BioRAGent: natural language biomedical querying with retrieval-augmented multiagent systems
作者:Manlian Bi, Zhijie Bao, Dongna Xie, Xiaohan Xie, Changxiao Yang, Tao Wang, Yongtian Wang, Jiajie Peng · 发表于:Briefings in Bioinformatics · 年份:2025 · DOI:10.1093/bib/bbaf539 · 被引用次数:6 · 研究领域:Biomedical Text Mining and Ontologies、Topic Modeling、Natural Language Processing Techniques
Understanding the roles of genes, phenotypes, and diseases is crucial for advancing biomedical research. However, efficient and accessible retrieval of biomedical knowledge remains a challenge due to the complexity of the relevant data. We introduce BioRAGent, an intelligent biomedical assistant that combines Tool-augmented retrieval-augmented generation (RAG) with a multiagent system. Leveraging the ability of large language models, BioRAGent facilitates natural language queries about genes, phenotypes, diseases, and their interrelationships.
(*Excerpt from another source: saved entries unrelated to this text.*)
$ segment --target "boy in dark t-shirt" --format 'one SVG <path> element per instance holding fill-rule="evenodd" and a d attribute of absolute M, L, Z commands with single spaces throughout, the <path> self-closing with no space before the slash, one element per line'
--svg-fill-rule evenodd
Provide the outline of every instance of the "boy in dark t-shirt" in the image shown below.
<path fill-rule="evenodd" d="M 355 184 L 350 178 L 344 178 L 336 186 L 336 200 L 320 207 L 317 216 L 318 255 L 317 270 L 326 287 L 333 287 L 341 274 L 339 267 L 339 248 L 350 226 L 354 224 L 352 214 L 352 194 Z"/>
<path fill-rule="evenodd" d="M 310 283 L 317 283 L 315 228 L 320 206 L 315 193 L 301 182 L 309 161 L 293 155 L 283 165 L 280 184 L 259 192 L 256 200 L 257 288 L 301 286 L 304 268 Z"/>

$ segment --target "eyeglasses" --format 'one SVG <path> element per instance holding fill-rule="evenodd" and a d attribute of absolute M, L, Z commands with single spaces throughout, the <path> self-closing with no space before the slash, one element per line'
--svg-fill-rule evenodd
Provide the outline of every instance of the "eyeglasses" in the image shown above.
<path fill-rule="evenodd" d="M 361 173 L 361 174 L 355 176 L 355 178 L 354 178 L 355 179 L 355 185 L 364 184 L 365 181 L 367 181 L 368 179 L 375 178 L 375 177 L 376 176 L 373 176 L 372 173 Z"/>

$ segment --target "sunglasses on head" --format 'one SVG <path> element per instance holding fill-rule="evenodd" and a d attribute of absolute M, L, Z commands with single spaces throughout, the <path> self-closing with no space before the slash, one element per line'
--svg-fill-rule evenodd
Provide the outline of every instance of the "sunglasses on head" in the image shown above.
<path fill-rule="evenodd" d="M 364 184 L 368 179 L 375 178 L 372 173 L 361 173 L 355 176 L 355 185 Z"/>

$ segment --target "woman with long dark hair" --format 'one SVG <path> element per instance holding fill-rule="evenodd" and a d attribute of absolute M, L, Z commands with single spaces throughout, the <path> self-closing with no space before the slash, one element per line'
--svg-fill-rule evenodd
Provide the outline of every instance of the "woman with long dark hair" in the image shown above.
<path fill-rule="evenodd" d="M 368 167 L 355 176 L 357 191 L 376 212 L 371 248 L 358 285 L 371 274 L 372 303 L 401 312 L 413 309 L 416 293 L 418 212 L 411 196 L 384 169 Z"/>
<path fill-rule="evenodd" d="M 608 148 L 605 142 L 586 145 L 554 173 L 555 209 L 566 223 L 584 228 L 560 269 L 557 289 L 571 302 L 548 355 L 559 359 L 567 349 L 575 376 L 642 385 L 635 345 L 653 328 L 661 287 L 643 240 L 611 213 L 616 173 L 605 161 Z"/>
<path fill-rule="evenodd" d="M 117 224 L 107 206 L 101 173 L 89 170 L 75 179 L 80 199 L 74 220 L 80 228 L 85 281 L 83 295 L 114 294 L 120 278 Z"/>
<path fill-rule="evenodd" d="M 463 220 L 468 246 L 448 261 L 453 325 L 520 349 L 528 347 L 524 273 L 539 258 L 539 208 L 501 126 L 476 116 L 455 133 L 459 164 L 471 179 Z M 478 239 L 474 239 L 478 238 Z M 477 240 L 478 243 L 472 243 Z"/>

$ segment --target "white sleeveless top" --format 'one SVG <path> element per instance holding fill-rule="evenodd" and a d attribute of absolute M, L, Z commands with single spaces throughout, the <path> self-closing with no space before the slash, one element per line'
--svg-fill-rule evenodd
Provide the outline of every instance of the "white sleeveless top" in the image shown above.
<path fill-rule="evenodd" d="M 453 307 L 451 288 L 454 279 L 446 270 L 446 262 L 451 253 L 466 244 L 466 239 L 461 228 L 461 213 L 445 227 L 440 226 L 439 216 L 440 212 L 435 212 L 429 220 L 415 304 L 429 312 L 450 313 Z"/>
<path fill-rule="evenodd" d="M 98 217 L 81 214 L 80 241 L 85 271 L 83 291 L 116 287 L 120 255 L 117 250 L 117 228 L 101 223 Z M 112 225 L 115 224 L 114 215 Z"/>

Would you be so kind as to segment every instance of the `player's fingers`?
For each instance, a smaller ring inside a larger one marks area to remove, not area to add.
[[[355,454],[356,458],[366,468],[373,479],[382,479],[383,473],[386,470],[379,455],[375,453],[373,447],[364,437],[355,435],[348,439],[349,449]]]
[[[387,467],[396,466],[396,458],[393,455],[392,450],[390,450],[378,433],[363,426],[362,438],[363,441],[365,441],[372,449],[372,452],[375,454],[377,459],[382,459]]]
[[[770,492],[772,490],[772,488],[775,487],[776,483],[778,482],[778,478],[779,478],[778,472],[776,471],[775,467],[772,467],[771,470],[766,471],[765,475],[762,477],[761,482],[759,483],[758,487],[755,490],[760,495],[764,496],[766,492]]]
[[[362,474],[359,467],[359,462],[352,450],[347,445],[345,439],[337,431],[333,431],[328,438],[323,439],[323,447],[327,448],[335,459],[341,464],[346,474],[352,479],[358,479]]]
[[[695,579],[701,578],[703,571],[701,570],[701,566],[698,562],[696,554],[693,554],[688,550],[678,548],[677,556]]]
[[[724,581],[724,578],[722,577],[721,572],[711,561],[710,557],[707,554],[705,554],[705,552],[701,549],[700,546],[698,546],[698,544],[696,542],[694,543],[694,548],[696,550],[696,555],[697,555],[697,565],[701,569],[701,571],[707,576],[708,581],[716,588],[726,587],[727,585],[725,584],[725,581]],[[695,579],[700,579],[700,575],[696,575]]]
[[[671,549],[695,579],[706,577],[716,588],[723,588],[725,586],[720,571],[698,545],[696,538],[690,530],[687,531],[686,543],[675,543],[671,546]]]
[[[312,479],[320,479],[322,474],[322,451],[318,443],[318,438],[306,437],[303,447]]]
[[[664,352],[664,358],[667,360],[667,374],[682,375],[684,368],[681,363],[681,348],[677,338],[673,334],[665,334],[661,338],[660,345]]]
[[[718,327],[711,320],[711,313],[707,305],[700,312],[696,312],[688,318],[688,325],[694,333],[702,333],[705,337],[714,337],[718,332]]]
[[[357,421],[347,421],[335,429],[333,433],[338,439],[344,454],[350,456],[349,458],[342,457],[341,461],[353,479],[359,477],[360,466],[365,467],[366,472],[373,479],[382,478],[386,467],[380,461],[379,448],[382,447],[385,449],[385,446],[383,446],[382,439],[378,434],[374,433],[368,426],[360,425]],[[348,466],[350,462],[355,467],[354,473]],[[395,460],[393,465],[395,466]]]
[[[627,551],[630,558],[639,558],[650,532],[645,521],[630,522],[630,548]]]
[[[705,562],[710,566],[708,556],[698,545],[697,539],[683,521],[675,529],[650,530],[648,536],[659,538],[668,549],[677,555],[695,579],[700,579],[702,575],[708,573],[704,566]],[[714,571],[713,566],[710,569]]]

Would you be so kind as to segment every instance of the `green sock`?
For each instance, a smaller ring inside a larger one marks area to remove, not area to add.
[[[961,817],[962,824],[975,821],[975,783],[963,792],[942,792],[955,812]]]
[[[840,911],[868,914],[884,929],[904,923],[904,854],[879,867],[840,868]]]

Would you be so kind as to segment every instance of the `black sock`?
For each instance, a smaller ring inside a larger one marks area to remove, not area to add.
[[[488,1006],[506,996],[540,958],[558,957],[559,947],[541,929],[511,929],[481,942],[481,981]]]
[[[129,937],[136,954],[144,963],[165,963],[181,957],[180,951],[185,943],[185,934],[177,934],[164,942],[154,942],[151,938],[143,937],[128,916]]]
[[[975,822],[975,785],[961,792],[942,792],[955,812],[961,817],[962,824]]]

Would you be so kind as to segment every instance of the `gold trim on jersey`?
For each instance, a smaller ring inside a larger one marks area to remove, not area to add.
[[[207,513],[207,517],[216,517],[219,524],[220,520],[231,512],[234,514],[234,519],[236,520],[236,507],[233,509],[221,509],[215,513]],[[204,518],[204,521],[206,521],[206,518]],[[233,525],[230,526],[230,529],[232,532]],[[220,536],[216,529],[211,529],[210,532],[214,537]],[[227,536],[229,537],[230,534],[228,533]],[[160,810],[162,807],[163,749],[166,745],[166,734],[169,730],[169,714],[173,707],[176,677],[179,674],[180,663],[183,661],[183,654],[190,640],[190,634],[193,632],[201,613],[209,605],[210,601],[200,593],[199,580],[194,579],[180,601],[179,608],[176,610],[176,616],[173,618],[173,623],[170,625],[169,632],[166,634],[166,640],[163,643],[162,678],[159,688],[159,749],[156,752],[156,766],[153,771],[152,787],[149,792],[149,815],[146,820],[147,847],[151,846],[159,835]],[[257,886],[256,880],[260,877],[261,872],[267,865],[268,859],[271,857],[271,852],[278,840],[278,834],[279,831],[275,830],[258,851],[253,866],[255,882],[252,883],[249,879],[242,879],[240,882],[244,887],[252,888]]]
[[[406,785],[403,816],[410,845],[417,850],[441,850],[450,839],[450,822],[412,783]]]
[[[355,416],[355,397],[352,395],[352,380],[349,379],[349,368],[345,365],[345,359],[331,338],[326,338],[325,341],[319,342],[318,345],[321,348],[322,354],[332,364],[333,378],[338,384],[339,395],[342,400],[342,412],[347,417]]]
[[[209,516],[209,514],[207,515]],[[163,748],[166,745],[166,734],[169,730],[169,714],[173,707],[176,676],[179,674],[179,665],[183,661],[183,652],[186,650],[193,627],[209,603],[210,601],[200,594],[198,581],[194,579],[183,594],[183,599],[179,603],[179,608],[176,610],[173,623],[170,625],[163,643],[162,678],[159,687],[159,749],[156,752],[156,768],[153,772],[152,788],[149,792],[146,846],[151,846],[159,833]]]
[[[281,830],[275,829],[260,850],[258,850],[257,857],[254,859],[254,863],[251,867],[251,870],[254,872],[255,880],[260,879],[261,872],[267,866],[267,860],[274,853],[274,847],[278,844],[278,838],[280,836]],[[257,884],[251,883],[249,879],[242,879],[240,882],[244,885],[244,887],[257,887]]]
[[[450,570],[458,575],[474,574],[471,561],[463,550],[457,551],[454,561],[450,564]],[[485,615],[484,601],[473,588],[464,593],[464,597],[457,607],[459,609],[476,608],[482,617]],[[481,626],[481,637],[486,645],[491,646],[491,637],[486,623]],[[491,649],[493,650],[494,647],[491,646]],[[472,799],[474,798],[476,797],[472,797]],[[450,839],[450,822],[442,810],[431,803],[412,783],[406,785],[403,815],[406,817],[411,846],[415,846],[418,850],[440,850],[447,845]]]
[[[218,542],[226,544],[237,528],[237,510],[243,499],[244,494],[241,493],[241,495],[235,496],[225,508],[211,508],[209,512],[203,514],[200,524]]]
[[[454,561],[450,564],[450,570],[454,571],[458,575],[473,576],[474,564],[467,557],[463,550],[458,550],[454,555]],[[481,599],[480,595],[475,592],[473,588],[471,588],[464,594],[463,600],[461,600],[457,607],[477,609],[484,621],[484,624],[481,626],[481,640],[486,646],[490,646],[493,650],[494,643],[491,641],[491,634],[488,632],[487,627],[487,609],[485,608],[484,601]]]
BioRAGent employs three specialized agents: Guide (query optimization), Retriever (data retrieval), and Reviewer (answer validation) to access authoritative biomedical databases and to generate accurate responses. We evaluate the performance of BioRAGent on a benchmark of eleven single-hop and three multi-hop tasks, demonstrating superior results compared with state-of-the-art models. User evaluations highlight the practicality and robust user experience of BioRAGent, particularly in handling complex multi-hop queries. Moreover, ablation experiments validate the contribution of each agent in improving retrieval accuracy.